Africa-Press – Guinee Bissau. PROSPECTIVE. Pour la coprésidente de l’association Je m’engage pour l’Afrique, le continent a un potentiel pour faire autrement. Il doit l’exploiter.

« Je suis toujours préoccupé par le nombre de questions non résolues, notamment sur les finances, l’atténuation [réduction des émissions de gaz à effet de serre, NDLR], les pertes et dommages », dégâts déjà causés par le changement climatique, a lancé vendredi aux délégués réunis en plénière le président égyptien de la COP27, Sameh Choukri. Au regard des frustrations des pays en développement face à l’impasse qui a conduit à la prolongation des débats de la conférence sur le climat de Charm el-Cheikh, la question de la disruption est de plus en plus posée.

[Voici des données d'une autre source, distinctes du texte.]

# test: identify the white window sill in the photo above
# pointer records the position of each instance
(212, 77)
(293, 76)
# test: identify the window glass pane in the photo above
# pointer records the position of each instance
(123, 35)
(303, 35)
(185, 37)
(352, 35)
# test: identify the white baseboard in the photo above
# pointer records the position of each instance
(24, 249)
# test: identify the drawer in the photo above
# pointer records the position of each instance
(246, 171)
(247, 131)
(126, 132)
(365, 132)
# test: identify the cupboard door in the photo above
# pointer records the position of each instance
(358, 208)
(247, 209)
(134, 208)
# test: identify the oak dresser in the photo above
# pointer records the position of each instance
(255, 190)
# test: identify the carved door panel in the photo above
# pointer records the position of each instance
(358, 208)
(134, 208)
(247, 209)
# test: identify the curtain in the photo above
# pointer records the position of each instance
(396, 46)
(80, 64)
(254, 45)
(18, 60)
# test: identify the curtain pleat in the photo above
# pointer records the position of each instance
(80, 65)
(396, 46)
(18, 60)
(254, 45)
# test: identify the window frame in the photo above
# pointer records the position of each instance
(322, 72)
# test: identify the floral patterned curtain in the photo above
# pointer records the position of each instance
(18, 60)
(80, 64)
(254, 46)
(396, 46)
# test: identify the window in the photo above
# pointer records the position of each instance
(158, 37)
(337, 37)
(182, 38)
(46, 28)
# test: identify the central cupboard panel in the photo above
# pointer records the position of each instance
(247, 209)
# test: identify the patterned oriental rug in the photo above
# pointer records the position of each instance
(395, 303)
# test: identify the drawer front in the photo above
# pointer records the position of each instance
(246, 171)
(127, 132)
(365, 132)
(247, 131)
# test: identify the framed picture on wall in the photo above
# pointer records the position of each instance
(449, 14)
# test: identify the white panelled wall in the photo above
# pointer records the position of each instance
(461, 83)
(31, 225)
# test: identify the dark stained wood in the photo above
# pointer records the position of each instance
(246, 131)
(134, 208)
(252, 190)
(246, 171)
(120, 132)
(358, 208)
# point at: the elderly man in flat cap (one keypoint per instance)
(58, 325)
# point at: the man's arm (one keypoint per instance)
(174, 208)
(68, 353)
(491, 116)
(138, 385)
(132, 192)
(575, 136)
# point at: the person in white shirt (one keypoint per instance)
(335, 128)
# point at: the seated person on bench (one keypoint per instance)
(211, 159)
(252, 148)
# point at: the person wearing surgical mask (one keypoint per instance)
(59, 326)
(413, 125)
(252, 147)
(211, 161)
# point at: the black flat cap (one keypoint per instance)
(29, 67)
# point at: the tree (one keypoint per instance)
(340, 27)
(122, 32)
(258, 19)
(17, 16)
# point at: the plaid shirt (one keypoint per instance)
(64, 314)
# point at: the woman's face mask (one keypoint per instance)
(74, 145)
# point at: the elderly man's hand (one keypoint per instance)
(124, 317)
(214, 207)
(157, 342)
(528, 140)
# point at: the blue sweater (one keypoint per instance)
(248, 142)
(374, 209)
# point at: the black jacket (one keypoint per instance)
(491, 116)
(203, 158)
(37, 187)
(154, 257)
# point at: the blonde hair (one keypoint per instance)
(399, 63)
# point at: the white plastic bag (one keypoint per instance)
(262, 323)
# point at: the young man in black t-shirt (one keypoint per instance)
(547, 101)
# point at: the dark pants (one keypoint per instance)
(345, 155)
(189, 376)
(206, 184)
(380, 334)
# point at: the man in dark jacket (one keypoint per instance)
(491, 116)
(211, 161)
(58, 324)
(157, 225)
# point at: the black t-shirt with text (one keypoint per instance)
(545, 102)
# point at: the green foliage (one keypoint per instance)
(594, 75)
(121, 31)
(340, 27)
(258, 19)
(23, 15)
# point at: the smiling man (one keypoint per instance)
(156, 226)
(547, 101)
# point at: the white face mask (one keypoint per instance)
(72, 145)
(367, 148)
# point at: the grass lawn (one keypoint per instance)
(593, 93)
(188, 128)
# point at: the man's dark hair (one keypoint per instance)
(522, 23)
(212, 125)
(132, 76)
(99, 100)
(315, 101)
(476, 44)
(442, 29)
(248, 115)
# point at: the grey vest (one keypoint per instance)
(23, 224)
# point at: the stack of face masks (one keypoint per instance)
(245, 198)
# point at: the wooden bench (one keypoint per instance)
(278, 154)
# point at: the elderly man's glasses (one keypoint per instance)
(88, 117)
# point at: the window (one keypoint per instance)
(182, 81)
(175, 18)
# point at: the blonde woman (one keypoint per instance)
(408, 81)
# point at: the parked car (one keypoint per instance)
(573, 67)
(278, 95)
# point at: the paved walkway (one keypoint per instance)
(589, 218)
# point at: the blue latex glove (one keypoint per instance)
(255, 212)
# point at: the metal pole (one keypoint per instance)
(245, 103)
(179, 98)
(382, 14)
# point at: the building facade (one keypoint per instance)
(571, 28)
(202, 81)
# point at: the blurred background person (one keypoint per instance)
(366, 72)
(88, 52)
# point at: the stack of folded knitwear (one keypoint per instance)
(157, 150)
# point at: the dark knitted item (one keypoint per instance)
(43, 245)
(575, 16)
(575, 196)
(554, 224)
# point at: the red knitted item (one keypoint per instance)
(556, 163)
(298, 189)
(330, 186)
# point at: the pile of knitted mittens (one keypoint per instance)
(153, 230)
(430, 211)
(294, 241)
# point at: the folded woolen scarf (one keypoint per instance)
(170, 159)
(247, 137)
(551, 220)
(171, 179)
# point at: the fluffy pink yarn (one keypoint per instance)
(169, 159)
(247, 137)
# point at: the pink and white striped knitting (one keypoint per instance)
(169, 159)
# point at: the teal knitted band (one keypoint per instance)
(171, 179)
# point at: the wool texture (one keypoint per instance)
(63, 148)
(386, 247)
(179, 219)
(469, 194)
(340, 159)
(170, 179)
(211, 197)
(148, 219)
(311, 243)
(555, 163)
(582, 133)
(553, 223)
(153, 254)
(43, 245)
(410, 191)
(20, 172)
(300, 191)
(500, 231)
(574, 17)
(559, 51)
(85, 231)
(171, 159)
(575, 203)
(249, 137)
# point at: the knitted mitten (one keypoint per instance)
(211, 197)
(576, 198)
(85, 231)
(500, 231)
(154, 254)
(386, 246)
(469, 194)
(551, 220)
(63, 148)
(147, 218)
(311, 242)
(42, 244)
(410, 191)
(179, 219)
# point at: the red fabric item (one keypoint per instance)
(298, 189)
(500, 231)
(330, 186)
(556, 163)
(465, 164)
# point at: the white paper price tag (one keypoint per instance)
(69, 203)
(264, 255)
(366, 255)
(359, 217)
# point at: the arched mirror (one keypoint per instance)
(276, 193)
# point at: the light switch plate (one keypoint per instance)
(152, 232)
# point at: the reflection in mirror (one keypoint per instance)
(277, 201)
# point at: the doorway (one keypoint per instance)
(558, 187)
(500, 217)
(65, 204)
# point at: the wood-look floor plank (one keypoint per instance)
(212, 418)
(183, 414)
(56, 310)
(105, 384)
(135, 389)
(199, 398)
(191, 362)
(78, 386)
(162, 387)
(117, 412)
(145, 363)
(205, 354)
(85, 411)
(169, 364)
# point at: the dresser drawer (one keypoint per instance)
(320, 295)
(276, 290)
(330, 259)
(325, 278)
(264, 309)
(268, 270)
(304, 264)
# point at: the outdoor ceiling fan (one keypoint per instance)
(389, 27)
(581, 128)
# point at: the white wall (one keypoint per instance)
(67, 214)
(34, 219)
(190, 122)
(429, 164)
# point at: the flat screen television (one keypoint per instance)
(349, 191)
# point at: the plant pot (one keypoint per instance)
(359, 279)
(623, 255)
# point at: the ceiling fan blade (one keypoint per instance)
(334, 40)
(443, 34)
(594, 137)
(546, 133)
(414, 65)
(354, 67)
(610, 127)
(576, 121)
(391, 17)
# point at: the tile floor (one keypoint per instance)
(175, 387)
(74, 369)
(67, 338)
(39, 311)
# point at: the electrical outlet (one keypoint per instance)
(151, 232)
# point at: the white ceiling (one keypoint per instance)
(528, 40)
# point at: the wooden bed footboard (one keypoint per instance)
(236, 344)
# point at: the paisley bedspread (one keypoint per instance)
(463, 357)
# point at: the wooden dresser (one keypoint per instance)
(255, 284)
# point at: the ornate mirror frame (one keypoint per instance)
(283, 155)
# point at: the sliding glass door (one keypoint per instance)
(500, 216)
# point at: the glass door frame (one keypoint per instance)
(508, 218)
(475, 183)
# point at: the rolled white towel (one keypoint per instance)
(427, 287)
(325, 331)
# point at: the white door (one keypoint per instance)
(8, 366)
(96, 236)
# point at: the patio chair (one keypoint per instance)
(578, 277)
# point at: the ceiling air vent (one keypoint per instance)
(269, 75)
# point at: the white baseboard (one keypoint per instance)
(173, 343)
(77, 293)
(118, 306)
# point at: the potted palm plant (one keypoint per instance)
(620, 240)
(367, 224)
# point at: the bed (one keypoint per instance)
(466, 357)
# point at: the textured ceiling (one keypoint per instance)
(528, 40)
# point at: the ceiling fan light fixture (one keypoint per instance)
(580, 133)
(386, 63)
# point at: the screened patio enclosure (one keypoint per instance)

Ne peut-elle pas être l’un des moyens privilégiés par les pays africains, par exemple, pour contourner les obstacles dressés sur le chemin de leur développement par les contraintes liées aux mesures contre le réchauffement climatique mais sur lesquelles les pays industrialisés donnent l’impression d’entretenir un double discours. Avec M-Pesa au Kenya et l’émergence du mobile money, l’Afrique a prouvé qu’elle peut trouver des chemins imprévus, voire imprévisibles, pour résoudre ses défis. Avec l’important potentiel de disruption qui est le sien, l’Afrique aurait tort d’attendre seulement après des solutions que le bon sens devrait imposer. Coprésidente de l’association Je m’engage pour l’Afrique et copanéliste de la table ronde sur « La nouvelle disruption afrricaine » de la récente conférence de l’Autorité marocaine du marché des capitaux tenue à Marrakech sur le thème « Prévoir l’imprévisible : un trilemme pour les marchés des capitaux », Amina Zakhnouf a répondu à nos questions à ce propos.

Le Point Afrique : Au regard de vos observations, quelle disruption interne l’Afrique doit-elle réaliser pour se réconcilier avec elle-même politiquement économiquement et socialement ?

Amina Zakhnouf : Pour moi, la première disruption interne de l’Afrique, c’est d’abord de regarder ce qu’elle a en elle.

Cela dit, il y a ainsi trois formes de choses que l’on peut apporter au continent africain et qu’il peut s’apporter à lui-même.

D’abord, une certaine perception de la fraternité. Quand je dis fraternité, je ne l’entends pas seulement au sens purement humain. Je l’entends véritablement au sens de la valeur républicaine de la fraternité. Cela veut dire pouvoir travailler avec autrui, ne plus voir ses voisins comme si on n’était dans une compétition mais plutôt travailler à installer une sorte de coopération au niveau régional. Je pense notamment aux pays de l’Ouest africain, aux pays d’Afrique du Nord aussi. Cela signifie pouvoir enfin imaginer pouvoir faire bloc, travailler ensemble et dépasser ses petites différences qui font finalement toute notre richesse, j’entends richesse technique et économique.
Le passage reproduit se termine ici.